Another type of redevelopment tears down old houses and builds modern, often larger homes in their place.
When these things happen, an appraisal concept called "highest and best use" comes into play. Highest and best use is the most profitable, practical use of the property. If the most profitable and practical use of a property is to tear the improvement down and build something else, the highest and best use of the property has changed.
When the highest and best use changes, appraisal theory states that the value associated with the property transfers to the land. This makes logical sense. If the typical buyer would buy a home and tear it down, the buyer isn't paying for the home. They are paying for the land.
When the highest and best use changes in a residential neighborhood, land values frequently increase, and the value allocated to existing buildings often decreases. However, depending on prices being paid, the total value of the property may not change.

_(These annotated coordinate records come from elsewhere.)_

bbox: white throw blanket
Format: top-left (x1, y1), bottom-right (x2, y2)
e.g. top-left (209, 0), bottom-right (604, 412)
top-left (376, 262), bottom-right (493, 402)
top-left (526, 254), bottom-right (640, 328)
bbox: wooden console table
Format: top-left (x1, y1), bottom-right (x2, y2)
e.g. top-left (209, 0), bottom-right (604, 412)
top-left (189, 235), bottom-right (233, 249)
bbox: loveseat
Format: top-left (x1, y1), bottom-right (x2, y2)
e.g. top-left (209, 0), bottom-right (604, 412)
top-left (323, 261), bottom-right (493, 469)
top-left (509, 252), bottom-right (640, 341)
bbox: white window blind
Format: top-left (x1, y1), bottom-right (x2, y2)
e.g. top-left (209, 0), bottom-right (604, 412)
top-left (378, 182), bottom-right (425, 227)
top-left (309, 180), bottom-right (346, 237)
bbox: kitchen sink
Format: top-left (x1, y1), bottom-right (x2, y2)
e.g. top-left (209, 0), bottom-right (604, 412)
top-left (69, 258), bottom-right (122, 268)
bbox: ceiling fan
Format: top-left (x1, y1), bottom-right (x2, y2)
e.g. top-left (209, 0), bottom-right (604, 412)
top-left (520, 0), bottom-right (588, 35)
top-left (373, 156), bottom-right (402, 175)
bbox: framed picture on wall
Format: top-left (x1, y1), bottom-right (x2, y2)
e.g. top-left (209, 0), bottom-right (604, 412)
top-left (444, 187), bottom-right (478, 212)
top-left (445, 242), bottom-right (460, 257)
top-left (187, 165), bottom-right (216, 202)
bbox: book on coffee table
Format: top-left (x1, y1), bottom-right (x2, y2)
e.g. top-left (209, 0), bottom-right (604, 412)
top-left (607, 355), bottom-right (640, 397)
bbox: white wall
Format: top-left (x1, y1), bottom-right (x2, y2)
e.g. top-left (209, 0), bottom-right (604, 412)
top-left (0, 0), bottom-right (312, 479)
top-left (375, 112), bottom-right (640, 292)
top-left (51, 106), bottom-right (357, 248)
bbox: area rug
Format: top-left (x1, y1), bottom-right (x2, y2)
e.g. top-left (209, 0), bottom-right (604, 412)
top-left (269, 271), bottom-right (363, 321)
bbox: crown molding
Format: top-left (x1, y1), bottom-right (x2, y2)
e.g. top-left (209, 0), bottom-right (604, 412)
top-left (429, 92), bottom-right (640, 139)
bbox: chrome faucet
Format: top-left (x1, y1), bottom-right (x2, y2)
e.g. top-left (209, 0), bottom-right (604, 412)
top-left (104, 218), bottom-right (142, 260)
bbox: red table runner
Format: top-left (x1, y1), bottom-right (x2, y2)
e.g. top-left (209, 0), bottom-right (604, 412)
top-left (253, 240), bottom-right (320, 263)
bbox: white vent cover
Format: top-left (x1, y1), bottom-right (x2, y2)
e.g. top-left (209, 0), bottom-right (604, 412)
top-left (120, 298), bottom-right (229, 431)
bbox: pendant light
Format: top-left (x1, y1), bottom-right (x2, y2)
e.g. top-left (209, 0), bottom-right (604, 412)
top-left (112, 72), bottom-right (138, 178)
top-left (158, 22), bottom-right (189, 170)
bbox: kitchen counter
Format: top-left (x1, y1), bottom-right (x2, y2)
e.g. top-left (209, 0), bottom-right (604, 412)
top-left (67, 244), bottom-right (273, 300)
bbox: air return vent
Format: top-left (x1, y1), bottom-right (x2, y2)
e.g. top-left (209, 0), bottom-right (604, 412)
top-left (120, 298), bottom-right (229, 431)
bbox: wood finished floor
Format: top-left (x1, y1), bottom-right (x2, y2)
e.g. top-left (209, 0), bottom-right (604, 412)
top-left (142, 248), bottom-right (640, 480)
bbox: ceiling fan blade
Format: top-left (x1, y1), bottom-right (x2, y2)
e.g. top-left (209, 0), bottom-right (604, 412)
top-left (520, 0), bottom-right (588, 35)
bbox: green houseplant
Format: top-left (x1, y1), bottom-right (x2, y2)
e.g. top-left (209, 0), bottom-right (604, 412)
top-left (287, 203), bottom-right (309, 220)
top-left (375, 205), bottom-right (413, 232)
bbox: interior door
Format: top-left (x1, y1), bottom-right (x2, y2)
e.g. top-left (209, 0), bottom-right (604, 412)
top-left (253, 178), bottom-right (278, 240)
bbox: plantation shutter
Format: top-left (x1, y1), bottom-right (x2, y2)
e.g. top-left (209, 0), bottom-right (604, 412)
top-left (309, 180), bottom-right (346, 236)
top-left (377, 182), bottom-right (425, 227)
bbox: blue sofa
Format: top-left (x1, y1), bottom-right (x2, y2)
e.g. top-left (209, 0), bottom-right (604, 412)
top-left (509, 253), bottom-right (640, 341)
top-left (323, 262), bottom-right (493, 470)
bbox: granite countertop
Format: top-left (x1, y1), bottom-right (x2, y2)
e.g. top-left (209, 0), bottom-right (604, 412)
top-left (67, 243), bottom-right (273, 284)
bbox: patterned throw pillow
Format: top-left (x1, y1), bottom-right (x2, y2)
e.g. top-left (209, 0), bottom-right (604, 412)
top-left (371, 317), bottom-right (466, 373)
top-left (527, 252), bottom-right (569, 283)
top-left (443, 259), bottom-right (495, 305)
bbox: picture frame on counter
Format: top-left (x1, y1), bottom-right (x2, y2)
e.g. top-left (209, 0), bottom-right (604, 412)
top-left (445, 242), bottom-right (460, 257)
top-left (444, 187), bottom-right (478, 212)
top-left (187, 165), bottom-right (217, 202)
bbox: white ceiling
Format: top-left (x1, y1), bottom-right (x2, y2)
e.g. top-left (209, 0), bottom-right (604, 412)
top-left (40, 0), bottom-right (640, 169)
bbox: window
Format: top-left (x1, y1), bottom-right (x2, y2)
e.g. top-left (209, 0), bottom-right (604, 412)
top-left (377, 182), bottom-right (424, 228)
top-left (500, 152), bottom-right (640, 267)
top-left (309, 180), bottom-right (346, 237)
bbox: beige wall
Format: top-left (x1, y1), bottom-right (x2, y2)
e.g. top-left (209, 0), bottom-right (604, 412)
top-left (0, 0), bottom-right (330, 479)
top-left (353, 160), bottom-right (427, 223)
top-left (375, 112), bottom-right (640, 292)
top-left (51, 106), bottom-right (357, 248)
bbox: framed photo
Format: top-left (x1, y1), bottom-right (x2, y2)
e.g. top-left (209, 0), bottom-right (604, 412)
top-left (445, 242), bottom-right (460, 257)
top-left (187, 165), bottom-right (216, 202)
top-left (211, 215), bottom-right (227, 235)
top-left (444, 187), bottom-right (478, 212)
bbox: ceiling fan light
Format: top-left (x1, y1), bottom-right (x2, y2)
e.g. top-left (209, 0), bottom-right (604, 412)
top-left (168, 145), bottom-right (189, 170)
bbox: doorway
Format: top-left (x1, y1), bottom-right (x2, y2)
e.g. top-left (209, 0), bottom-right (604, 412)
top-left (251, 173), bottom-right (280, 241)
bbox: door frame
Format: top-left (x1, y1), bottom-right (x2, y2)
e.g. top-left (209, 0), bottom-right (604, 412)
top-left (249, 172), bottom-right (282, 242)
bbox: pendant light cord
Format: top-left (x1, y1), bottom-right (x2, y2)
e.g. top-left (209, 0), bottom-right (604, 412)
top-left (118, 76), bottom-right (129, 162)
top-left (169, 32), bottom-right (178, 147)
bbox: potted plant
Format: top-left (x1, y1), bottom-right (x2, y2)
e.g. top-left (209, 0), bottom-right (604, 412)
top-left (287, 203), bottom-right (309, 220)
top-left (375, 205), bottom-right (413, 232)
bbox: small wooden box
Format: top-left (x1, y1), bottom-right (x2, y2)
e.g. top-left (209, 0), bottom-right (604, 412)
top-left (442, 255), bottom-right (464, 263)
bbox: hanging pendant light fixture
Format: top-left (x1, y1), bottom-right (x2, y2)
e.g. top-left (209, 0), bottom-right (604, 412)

State law does provide protection for homeowners if the prevailing use in a neighborhood changes to a non-residential use. If you qualify for a homestead exemption, we'll still appraise your property as if its highest and best use is residential. That's true even if it's the only home left in the neighborhood.
Appraisal is a little different if the highest and best use in a neighborhood remains residential, but buyers are simply replacing older homes with newer and better buildings. In that case, your land value will reflect the prices people are paying for the properties they tear down.
It's a complicated process. It is one of the prices we pay for living in a county that continues to outpace the nation economically.